The government had created a favourable atmosphere of SMEs and entrepreneurs. Several SME loan or other financial programmes were available in Hungary in 2018 either directly or indirectly supported by the government or the National Bank.
In 2018-Q1/2019, several changes were introduced in SME taxation. Firstly, the social contribution tax decreased by an additional 2 percentage points to 17.5%. Moreover, the eligibility criteria for choosing small business tax forms was broadened. By 2019, 310 000 entrepreneurs opted for the Small Taxpayers’ Itemised Lump Sum Tax, the so-called KATA tax scheme; their total tax burden varies between 6 and 20%. The Small Enterprise Tax (KIVA), aimed at offering a preferential tax scheme for SMEs wishing to grow, has been chosen by nearly 30 000 enterprises. Prior to 2010, the tax burden on an average medium-sized enterprise was between 52% and 56%, while according to the Doing Business competitiveness ranking of PWC/World Bank, it currently stands at 39%.

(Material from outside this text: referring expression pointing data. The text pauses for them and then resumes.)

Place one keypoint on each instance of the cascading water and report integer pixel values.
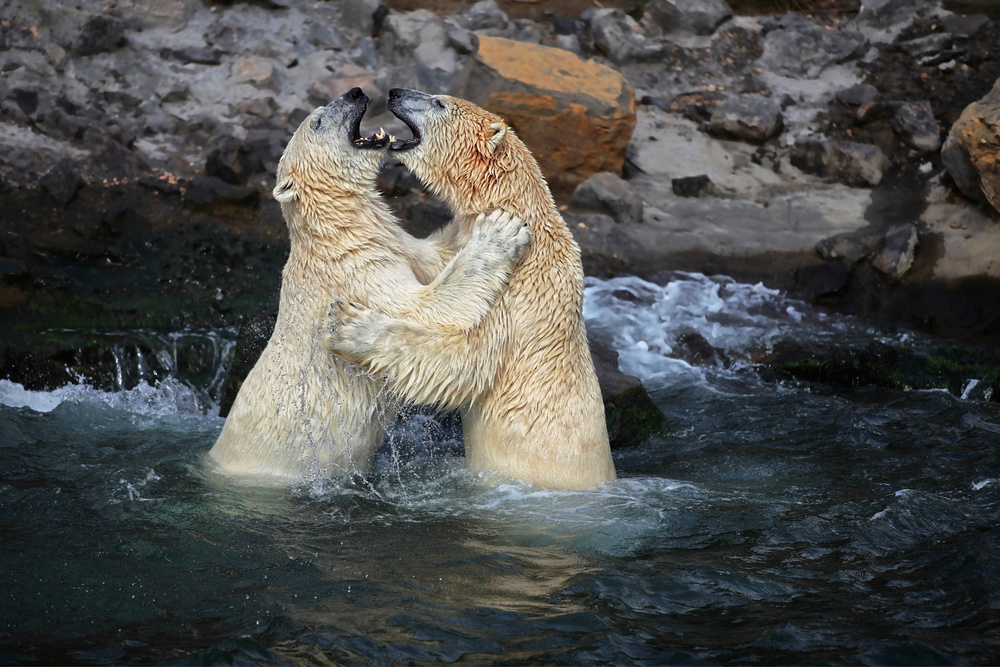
(769, 522)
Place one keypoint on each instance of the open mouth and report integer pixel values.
(396, 144)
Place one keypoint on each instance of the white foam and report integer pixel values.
(166, 397)
(642, 320)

Within the framework of the ‘Funding for Growth Scheme’4, almost 40 000 enterprises obtained financing in excess of HUF 2 800 billion between 2013 and 2016. The scheme contributed to a turnaround in lending: from 2015 SME outstanding loans show an increase, the dynamics of which has already reached 15% annually by 2018 Q2. In parallel with the third phase of the FGS, in 2016 the MNB launched the Market-based Lending Scheme (MLS), in order to facilitate smooth transition to market-based lending, i.e. without central bank refinancing, and ensure sustainable economic growth through SME lending. The MLS continued to support growth in lending to SMEs in 2018, but it was terminated at the end of the year.

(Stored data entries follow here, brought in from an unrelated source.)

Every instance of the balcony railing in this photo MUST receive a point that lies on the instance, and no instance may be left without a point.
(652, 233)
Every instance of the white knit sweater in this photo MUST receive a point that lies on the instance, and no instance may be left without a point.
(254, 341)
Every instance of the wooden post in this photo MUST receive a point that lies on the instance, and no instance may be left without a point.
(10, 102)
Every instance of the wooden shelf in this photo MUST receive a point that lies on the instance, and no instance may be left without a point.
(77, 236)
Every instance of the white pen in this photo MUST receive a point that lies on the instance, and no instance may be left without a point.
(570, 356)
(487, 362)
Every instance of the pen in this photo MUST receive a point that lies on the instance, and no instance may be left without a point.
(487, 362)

During the FGS, long-term, fixed-interest loans gained ground; however, after the phasing-out of the scheme, the ratio of these declined, and the MLS was unable to reverse this trend. Based on the experiences of the past years, the facilitation of lending in a healthier structure by the central bank may be implemented by returning to the FGS in a more targeted manner, since this scheme was able to exert favourable impact both on the volume and structure of lending. Therefore, at the beginning of 2019, the MNB will launch the ‘Funding for Growth Scheme Fix’ (FGS fix) only for investment purposes, with a total amount of HUF 1 000 billion. In terms of its most important parameters and its operation, the new scheme will be identical to the previous phases of the FGS. The ‘Funding for Growth Scheme Fix’ will provide 0% interest loans for credit institutions for a maximum of 10 years (the minimum lending period is 3 years). The financing can then go toward SMEs in the form of a loan or financial lease.
The MNB aims to improve access to financing for SMEs by also creating the Standardized Loan Application Interface. This measure influenced access to loans, increased the competition between banks, and contributed to a significant increase in SME investments.

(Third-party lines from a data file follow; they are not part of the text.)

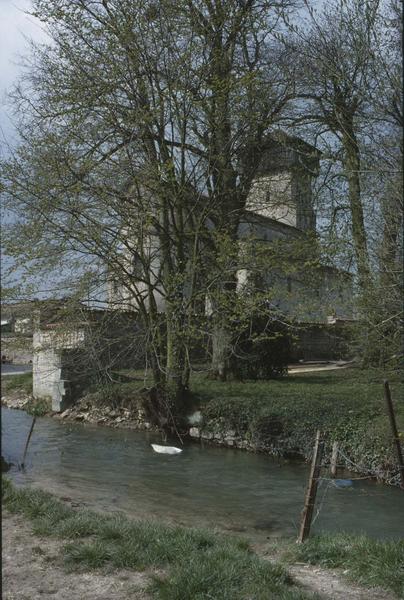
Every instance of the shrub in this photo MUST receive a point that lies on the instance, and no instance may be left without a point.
(262, 351)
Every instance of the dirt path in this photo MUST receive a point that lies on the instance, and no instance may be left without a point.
(31, 570)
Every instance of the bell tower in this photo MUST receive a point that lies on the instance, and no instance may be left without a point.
(282, 188)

EU funded loans also contributed substantially to SME financing. Outstanding loans disbursed by commercial banks, acting as intermediaries in the refundable funds, reached altogether nearly HUF 500 billion in the whole EU budget cycle. The programmes are running by the Hungarian Development Bank and provides zero interest rate loans or combined loans for SMEs for various purposes.
Besides new JEREMIE5 (Joint European Resources for Micro to Medium Enterprises), new funds have appeared on the venture capital market. Within the framework of the smart specialisation venture capital programme GINOP 8.1.3/B-17, seven new venture capital funds are created, supported by EU funds and private capital. The Programme is worth approximately HUF 75 billion. Each fund manager will be able to distribute around HUF 10 billion. The fundraising can be accessible in determined sectors: “Healthy society and wellbeing”, “ICT technologies and services”, “Agrarian innovations”, “Intelligent technologies and services”, “Developed vehicle and other machine technologies”, “Sustainable environment, clean, and renewable energies” sectors. The seven companies are allowed to allocate capital between HUF 200 million and HUF 1.5 billion per project.
From 2016 to 2018, the National Research, Development and Innovation Fund directed HUF 100 billion worth of funds from the Hungarian budget towards SMEs’ innovation activities. Several new types of sectoral policy programmes have been launched in recent years. The Government channelled HUF 9 billion into the Supplier Development Programme and HUF 28 billion into the Construction Sector Support Programme. SMEs received HUF 6 billion under the Irinyi Plan focusing on industrial development.
The proportion of guaranteed loans and the ratio of government-backed loan guarantees to GDP is at an exceptionally high level in Hungary, in comparison with other European countries. In 2018, 18% of SME bank loans were backed by subsidised guarantee scheme. In the past ten years, the two Hungarian guarantee institutions under partial state control have increased their guarantee stock by more than 60%.